Zunächst markierten die Schulkinder mit Kreide ihren Schulweg. In einer Fragebogenaktion wurde sichtbar, welche anderen Orte für Kinder noch wichtig sind (wie zum Beispiel der Sportplatz und der Einkaufsmarkt) und wie sie dorthin kommen. Am Ende konnten alle in einer Stadtkarte sehen, wie das Kinderwegenetz aussieht. Nun untersuchte der Wissenschaftler alle entsprechenden Straßen, ob sich dort noch freie Flächen fanden. Meyer: „Es war überraschend, weil es mehr als einhundert Möglichkeiten waren.“
„Wenn auf dem Weg Spielgeräte wären, dann würde das viel mehr Spaß machen. Man könnte einfach mal Pause machen“, sagte ein Kind aus Griesheim. Und die Kinderwünsche wurden realisiert: Nach Prüfung durch das Ordnungs- und Liegenschaftsamt blieben 101 Flächen in reinen Wohnvierteln sowie an Hauptverkehrsstraßen übrig.

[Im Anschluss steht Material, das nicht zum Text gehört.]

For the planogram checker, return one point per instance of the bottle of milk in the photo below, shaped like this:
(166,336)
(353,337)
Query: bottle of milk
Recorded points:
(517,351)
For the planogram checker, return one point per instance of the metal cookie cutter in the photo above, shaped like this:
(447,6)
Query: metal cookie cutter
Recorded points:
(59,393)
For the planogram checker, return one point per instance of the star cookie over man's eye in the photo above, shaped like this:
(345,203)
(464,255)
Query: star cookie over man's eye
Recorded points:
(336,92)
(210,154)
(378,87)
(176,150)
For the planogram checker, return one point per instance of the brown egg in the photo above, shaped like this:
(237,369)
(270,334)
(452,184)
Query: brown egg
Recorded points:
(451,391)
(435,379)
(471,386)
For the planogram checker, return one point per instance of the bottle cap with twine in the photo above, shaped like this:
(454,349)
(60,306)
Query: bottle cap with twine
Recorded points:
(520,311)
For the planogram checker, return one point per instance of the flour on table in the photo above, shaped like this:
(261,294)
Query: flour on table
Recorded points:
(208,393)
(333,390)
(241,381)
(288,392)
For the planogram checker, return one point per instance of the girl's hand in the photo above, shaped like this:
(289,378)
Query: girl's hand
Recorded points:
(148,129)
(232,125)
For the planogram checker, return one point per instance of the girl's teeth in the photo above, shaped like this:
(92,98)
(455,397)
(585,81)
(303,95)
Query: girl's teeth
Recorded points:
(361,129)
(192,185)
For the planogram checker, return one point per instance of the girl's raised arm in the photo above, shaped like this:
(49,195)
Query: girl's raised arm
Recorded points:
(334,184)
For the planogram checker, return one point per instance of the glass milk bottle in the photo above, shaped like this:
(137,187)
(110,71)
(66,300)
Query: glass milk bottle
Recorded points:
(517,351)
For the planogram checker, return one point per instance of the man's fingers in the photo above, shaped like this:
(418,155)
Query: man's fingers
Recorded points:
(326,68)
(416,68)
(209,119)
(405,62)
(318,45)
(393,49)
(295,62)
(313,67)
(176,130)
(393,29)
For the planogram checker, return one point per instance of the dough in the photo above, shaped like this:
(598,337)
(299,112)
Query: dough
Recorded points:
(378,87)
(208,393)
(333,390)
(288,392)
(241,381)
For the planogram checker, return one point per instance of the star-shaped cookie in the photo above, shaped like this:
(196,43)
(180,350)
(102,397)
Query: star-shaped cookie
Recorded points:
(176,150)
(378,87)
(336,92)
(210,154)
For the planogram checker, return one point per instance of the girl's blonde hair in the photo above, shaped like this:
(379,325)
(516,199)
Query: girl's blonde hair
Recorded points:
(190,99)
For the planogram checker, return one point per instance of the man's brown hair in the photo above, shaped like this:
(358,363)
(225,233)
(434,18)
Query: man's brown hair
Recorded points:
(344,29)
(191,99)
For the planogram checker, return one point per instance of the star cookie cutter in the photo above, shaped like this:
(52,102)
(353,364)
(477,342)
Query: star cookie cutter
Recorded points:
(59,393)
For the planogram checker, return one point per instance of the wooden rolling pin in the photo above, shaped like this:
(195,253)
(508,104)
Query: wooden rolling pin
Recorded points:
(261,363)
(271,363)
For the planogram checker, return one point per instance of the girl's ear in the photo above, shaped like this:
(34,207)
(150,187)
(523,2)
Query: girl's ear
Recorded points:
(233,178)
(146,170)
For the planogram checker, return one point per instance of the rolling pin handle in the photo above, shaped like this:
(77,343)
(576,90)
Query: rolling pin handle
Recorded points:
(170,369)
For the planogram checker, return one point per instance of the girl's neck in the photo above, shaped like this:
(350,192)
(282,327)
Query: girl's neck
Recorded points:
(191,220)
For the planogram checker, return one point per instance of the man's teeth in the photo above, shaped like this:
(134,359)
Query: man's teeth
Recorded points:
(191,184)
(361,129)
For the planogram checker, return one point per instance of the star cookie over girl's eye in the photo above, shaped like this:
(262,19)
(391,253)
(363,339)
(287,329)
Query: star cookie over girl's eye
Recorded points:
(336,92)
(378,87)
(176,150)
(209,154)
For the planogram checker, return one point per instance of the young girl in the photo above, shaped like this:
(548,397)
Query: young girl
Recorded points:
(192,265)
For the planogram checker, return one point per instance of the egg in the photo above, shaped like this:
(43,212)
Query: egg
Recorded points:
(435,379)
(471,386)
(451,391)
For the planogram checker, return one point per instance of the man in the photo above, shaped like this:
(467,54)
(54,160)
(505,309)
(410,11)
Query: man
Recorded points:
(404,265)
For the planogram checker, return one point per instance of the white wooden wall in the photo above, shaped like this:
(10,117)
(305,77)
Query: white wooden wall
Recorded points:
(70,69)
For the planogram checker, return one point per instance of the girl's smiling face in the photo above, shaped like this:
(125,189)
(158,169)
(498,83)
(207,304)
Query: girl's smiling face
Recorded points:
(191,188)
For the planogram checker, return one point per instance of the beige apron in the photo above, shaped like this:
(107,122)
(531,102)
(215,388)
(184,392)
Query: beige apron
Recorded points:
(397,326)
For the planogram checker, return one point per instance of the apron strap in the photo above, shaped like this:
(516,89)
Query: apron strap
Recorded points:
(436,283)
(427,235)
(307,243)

Hier wurden mitten auf den Gehwegen Spielobjekte installiert: Klettergerüste, Balancierbalken, Drehscheiben, Kugeln zum Bockhüpfen, Hüpfkästchen, ein Surfbrett zum Schaukeln, Stangen zum Dranhängen, ein Kaleidoskop, eine Sandbildscheibe, Baumstämme, Findlinge. Am 11. September 2010 wurde die 111. und damit letzte dieser Installationen aufgebaut. „Durch die 100 Spielobjekte werden jetzt auch die Zwischenräume zwischen den Spielplätzen interessant, und die Kinder können sich durch Griesheim hindurch spielen", so Meyer. Zusätzlich zu den 25 Spielplätzen gibt es nun weitere 101 Spielobjekte, die an den Kinderwegen einladen, sich wieder auf die Socken zu machen. Die eigentliche Herausforderung lautet nun: sich nicht beim Spielen zu vertrödeln und zu spät zum Unterricht zu kommen.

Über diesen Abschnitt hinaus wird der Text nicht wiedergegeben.